Mir Hossein Mousavi and Mahdi Karroubi, who lead the protest movement rejecting the legitimacy of President Mahmoud Ahmadinejad’s June re-election, said authorities wielding batons even struck women on their heads. They called such treatment an ugly act that was not even seen during Shah Mohammad Reza Pahlavi’s response to the 1979 Islamic revolution that toppled him.

“I can’t understand why they should treat people like this,” Karroubi was quoted as saying by several opposition Web sites. “… I struggled against the Pahlavi regime for 15 years … but there were no such crackdowns.”

Such Web statements have been the mainstay of an opposition movement struggling to stay alive despite being brutally swept off the streets in the weeks after the June 12 election. Mousavi and his supporters contend that he was the rightful winner of the vote, but that Ahmadinejad was fraudulently declared the winner.

In a clear effort to silence the opposition’s Internet outlet, Iranian authorities announced they were deploying a special police unit to sweep Web sites for political material and prosecute those deemed to be spreading lies, Iranian media reported today.

Most opposition Web sites are already banned, but activists have continued to set up new sites within days of the old ones being blocked.

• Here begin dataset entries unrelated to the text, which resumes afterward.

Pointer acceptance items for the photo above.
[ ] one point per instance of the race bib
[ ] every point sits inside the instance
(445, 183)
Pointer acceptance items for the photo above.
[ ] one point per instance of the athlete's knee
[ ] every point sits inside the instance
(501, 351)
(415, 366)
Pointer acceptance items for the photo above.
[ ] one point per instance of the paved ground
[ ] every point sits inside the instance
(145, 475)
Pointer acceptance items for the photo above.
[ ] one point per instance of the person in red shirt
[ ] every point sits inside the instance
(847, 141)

The new 12-member police unit will report to the prosecutor’s office. Police Col. Mehrdad Omidi, who heads the unit, said it will go after “insults and the spreading of lies,” terms widely used by the judiciary to describe opposition activities.

“Authorities know that the Internet is one of the few available channels for the opposition to make its voice heard. They want to silence opposition voices,” said reform-minded journalist Akbar Montajabi, who described the measure as the latest set of restrictions imposed on media in the country.

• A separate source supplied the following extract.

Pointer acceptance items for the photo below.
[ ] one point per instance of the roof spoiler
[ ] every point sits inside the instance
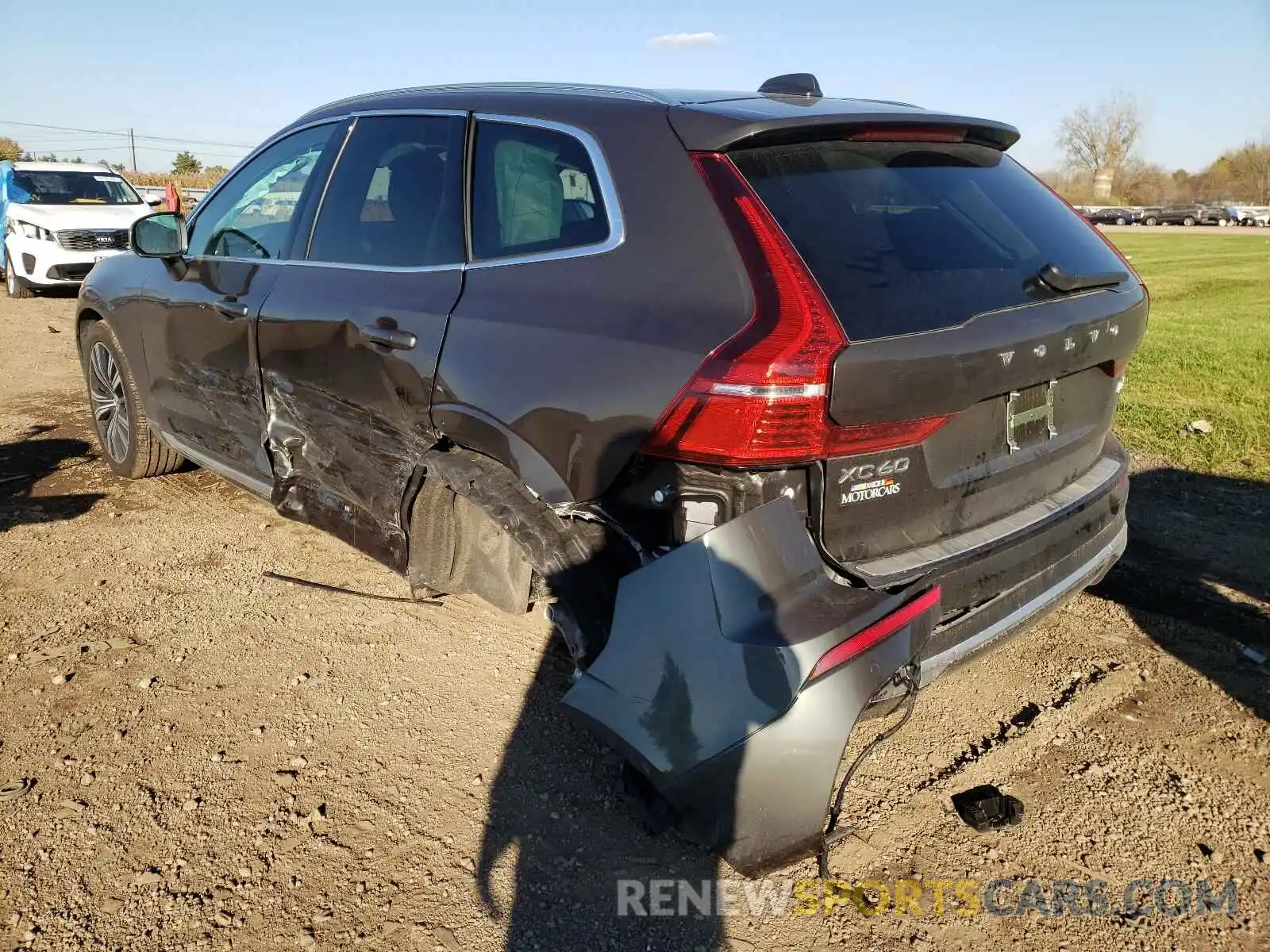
(793, 84)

Iran also pushed ahead today with another key component in its battle with the opposition, sentencing a student activist to eight years in prison, according to the pro-opposition Web site Mowjcamp. More than 100 activists and some senior pro-reform figures have been on trial since August on charges of participating in rallies and plotting to overthrow the country’s clerical rulers.

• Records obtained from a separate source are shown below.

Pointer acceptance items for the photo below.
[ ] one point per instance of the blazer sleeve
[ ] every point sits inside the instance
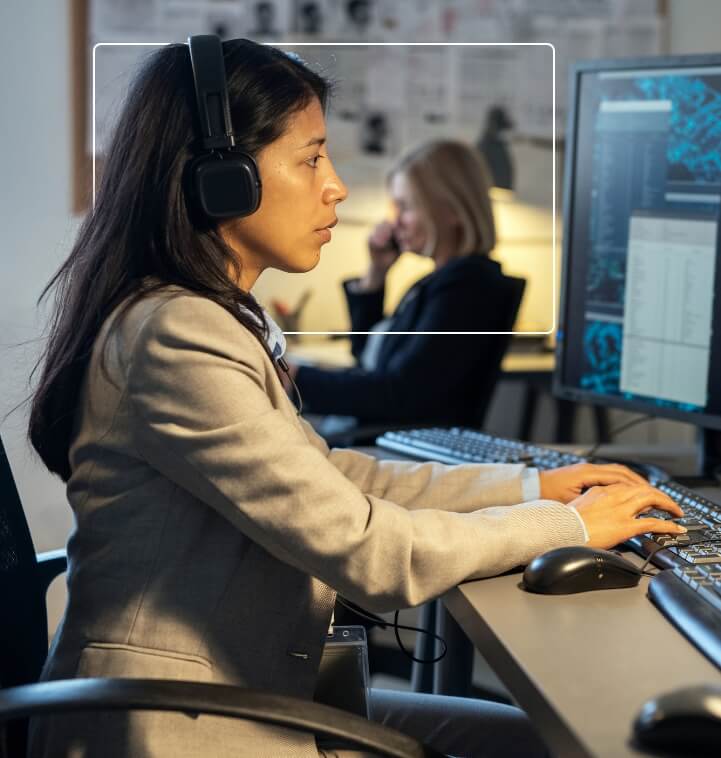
(200, 415)
(418, 376)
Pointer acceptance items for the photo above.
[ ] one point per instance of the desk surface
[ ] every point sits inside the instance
(336, 354)
(580, 665)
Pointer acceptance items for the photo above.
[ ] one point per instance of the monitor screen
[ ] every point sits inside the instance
(640, 322)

In today’s Web statement, Mousavi said the government’s crackdown in the streets and on media won’t stop Iranians from demanding civil and political freedoms and democracy.

“We want political prisoners to be released,” Mousavi said. “We want guarantees for healthy elections. We want freedom of the press and speech. … Islam is the religion of logic, not the religion of breaking pens and mass closures of newspapers.”

Mousavi and Karroubi touched on an extremely sensitive point in their comments likening the government to the shah’s regime.

Iran’s Islamic leadership has repeatedly denounced the U.S.-backed shah’s rule as dictatorial and brutal. In some cases, the shah’s forces opened fire on crowds of demonstrators and many political prisoners said they suffered extensive torture in prisons.

Now, political activists say the treatment of detainees is even harsher. Karroubi has even said he has received information that detained protesters — men and women — have been savagely raped by their jailers to the point of physical and mental damage.

The opposition says at least 72 protesters were killed in the postelection meltdown. The government puts the number of confirmed dead at 30.

Media restrictions kept reporters from witnessing the scenes in the streets, and the mass trial of opposition figures has deprived the movement of potential leaders.

The opposition’s presence on the Internet, however, kept a spotlight on the crackdown for weeks after the June vote, as Web users posted minute-by-minute updates and amateur video on sites like Twitter and Facebook.

Revolutionary Guard chief Gen. Mohammad Ali Jafari, whose forces were the most potent weapon in crushing the massive protests, said Saturday that Supreme Leader Ayatollah Ali Khamenei praised the Guard for “putting an end to sedition,” according to the official IRNA news agency.

The student activist sentenced to jail on Saturday, Abdollah Momeni, was convicted of acts against the security of Iran and of participating in protests, the Mowjcamp opposition site reported.

The Web site quoted his wife, Fatemeh Adinehvand, as saying that the sentence was unjust and denying that Momeni ever joined any of the street protests.

Momeni was the spokesman for a university student organization called the Office for Fostering Unity. He was arrested on June 21 at the campaign headquarters of Karroubi, who also ran for president in June.